After a 150 percent stock price hike in five months and a 75 percent in one month, the good news of export contract emerges that may contribute to over 25 percent growth in annual revenue
ML Dyeing Limited, the listed yarn dyeing company of Far Group, witnessed a 150 percent hike in its stock price in the last five months when share prices of almost all companies were dipping down.
Thanks to its increased revenue, net profit and very importantly, net profit margin.
Yet, there had been questions among analysts whether the improved figures are enough to justify the stock price hike or the gains are merely a result of market speculation, or it involves any price manipulation attempt.
The mystery kind of unfolded on Wednesday when the company announced that it had entered a sales or export contract with Kolkata's AMJ Narrow Fabrics Private Limited to supply them with 50 lakh pounds of dyed yarns. If delivered, the one-off sale alone will help the company's revenue grow by more than one-fourth this fiscal year.
When contacted for details of the contract, AKM Atiqur Rahman, company secretary of ML Dyeing, told The Business Standard, "Pricing depends on market scenario. We will buy yarns from the market and dye those at our facilities and later export those to AMJ Narrow Fabrics. For sure, it will add to our revenues and hopefully, profits too."
He declined to share further details and financial implications of the contract.
The contract was signed on February 17 last year. The company's share price at the Dhaka Stock Exchange jumped from Tk33 to Tk58 in the last one month.
General investors, like always, believe that insiders and a quarter of market players have been aware of such a positive development and have enjoyed the price hike too.
"Without insiders' information, it is impossible to smell what is going on inside the company. The disclosed data of sale, profit and profitability improvement did not support the recent stock price hike, and we did not buy its shares," said an equity analyst at a top brokerage firm.

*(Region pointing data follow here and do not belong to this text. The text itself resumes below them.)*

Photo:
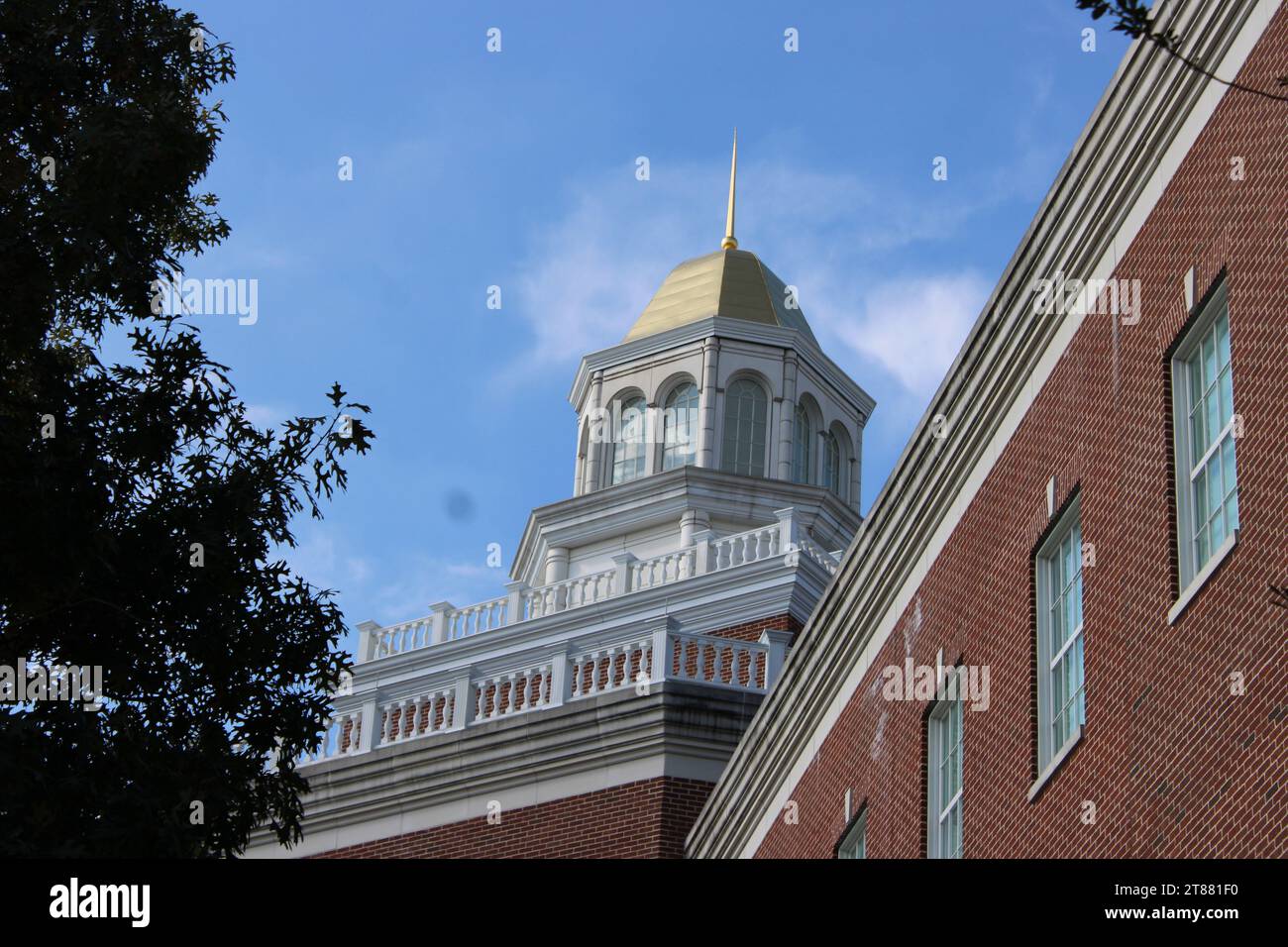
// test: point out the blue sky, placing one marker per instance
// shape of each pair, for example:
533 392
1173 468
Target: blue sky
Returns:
518 169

"There is a serious lack of equity in the flow of price sensitive information in our market. Such unethical phenomena deprive general investors," said the analyst, who is also a Chartered Financial Analyst.

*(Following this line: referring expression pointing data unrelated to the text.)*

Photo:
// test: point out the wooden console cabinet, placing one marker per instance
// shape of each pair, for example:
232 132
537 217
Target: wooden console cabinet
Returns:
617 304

"The regulator has the power to check all the fishy transactions and investigate whether there are any links between insiders and market actors."
Third Far Group company at DSE
The yarn dyeing entity entered the stock market in 2018 as the third company of Far Group. RN Spinning and Far Chemical Industries are the two other listed companies.
Of those, RN Spinning's production was suspended following a fire incident at the factory. The April 2019 fire damaged the factory and inventories worth over Tk600 crore and the company is still dealing with the insurer for compensation.
The company was listed on the DSE in 2010, and has grown to a Tk392 crore enterprise in terms of paid-up capital through bonus and right share issuance. But now it is posting losses. Its share price is Tk4 at present.
On the other hand, Far Chemical Industries was listed in 2014, and has increased its paid-up capital to Tk218 crore through issuance of bonus share each year.
It is now posting moderate earnings per share – around Tk1 against face value of Tk10 per share. Stock price is also hovering around the face value.
Sponsors and directors now hold nearly one-third shares – which is mandatory – in each of the three listed companies.
ML Dyeing's performance
The company mainly earns money by dyeing yarns for textile manufacturers.
Its net profit margin – net profit as a percentage of revenue – in 2018-19 fiscal year was eight percent, which jumped to 14.48 percent in the first half of the current financial year.
Its annual revenue in the last fiscal year was Tk247 crore – posting a four percent year-on-year growth. In that year, it dyed 1.8 crore pounds of yarns. In the first six months of the current fiscal year, its revenue increased by 18 percent compared to the same period of the previous year, and reached Tk144 crore.
Last year, its annual net profit grew by 0.75 percent to reach Tk19.65 crore. The company disbursed five percent cash dividend alongside issuing 15 percent bonus shares for the year. The diluted earnings per share stood at Tk0.98.
Later, in the first half of the current fiscal year, the company's net profit jumped by 65 percent to reach Tk20.8 crore from Tk12.62 crore during the same period of the previous year.
"Though the industry was in pressure, our customers increased their orders over the period. Besides, we managed to increase recovery from receivables. The two helped increase our revenue and profit," said Atiqur Rahman.
The company is yet to recover receivables worth around Tk100 crore as of December last.
The Tk221 crore paid-up capital company posted earnings per share of Tk0.94 in the first half of the current fiscal year against Tk0.7 a year ago.
On the other hand, the company is yet to utilise Tk12.54 crore from its Tk20 crore fund raised through the initial public offering in 2018.
"We opened letter of credit to import machinery with this money. We took some time to match capacity growth with demand", said the company secretary.